A combined non-targeted and targeted metabolomics approach to study the stereoselective metabolism of benalaxyl enantiomers in mouse hepatic microsomes

Abstract

Understanding of xenobiotic metabolism is necessary for risk assessment as well as toxicological research. In the present study, nanoLC/LTQ-Orbitrap mass based non-targeted metabolomics method coupled with ultra-performance liquid chromatography (UPLC)/triple quadrupole mass based targeted metabolomics method was carried out to investigate the stereoselective metabolism of benalaxyl in mouse hepatic microsomes. As a result, 7 metabolites of benalaxyl were identified, including 5 previously reported and 2 newly identified metabolites in present work. Hydroxylation, oxidation and esterolysis were major biotransformation reactions of benalaxyl in mouse hepatic microsomes.

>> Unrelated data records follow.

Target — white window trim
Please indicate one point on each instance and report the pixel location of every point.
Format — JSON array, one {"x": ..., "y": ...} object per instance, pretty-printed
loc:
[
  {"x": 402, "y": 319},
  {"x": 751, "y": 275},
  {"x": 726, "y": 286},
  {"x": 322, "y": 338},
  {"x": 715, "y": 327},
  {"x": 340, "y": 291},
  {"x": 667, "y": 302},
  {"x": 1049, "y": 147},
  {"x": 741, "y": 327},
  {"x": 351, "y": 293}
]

For stereoselective metabolism study, (−)-R-benalaxyl degraded much faster than its antipode with the t1/2 of 81.24 and 190.38 min for (−)-R- and (+)-S-benalaxyl, respectively. More importantly, stereoselectivity was also observed in the formation of the identified metabolites. In conclusion, the combined use of the mass spectrometry based targeted and non-targeted metabolomics provided a new approach to investigate stereoselective metabolism and identify novel metabolites of chiral pesticides. This study highlights the stereoselective metabolic profile of benalaxyl enantiomers and provides reliable data for benalaxyl toxicological risk assessment in mammal.